Het beginsel van gelijke behandeling is daarom bedoeld om uitzendkrachten te beschermen tegen een minder gunstige positie dan een vergelijkbare vaste werknemer van de inlener. Maar wat is de juridische situatie als de uitzendkrachten meer betaald krijgen dan de vaste werknemers? Kan een vaste werknemer zich dan ook beroepen op gelijke beloning en een loonsverhoging eisen van zijn werkgever?

Nee, besloot de Regionaal Arbeidsgerecht van Mecklenburg-Vorpommern (uitspraak van 09.01.2024, Ref. 5 Sa 37/23). Bijgevolg heeft het vaste personeel geen recht op gelijke beloning in vergelijking met de uitzendkrachten. De wettelijke bepaling in Sectie 8 (1) AÜG beschermt de uitzendkrachten, maar niet het vaste personeel van de onderneming van opdracht.

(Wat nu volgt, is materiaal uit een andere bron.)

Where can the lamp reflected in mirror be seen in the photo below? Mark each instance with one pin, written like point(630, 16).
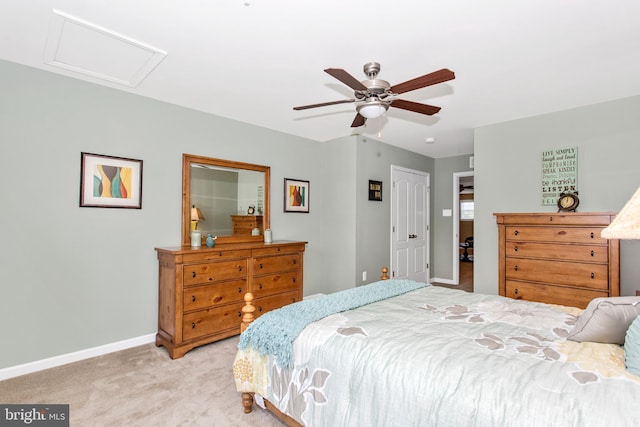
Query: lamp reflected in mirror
point(196, 215)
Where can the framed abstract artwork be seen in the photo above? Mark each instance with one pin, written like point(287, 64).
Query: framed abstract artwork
point(296, 195)
point(110, 182)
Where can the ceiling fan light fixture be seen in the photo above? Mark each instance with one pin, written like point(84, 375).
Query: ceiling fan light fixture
point(372, 109)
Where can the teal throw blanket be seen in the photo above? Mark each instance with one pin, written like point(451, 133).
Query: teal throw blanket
point(274, 332)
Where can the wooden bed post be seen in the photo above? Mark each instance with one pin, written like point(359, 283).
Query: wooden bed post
point(247, 316)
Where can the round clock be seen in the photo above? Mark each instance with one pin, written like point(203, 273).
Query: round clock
point(568, 202)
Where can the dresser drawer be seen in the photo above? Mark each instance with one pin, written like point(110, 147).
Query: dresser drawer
point(199, 297)
point(214, 254)
point(276, 283)
point(278, 250)
point(205, 322)
point(276, 264)
point(589, 253)
point(583, 275)
point(214, 271)
point(552, 294)
point(559, 234)
point(273, 302)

Bovendien oordeelde de rechtbank dat een werknemer geen uitzendkracht wordt omdat zijn directe superieuren en de meerderheid van zijn collega's in het bedrijf als uitzendkrachten werken voor een bedrijf dat deel uitmaakt van de groep. De eiseres voerde aan dat het bedrijf niet werd geleid door haar contractuele werkgever, maar door het bedrijf dat de uitzendkrachten leverde. Hieruit leidde ze af dat ze zelf een uitzendkracht was en ze eiste informatie over de essentiële arbeidsvoorwaarden die gelden voor vergelijkbare werknemers in overeenstemming met § 13 AÜG om haar aanspraak op gelijke behandeling te kunnen doen gelden. De rechtbank volgde de argumentatie van de eiseres echter niet en kende haar de status van uitzendkracht niet toe.

Tijdelijk personeel werven

Bent u op zoek naar geschoolde of ongeschoolde arbeidskrachten als tijdelijke arbeidskrachten? Wij als Personeelsdienstverlener plaatsen we IT-specialisten, Engineering, Geneeskunde,  Auto-industrieIndustriële montage en installatietechniek, Bouw van pijpleidingenStalen constructie,  ElektrotechniekSlotenmaker LasserProductie arbeidersarbeid voor de Logistiek en transport.

Neem contact met ons op en wij helpen je bij het vinden van geschikt personeel.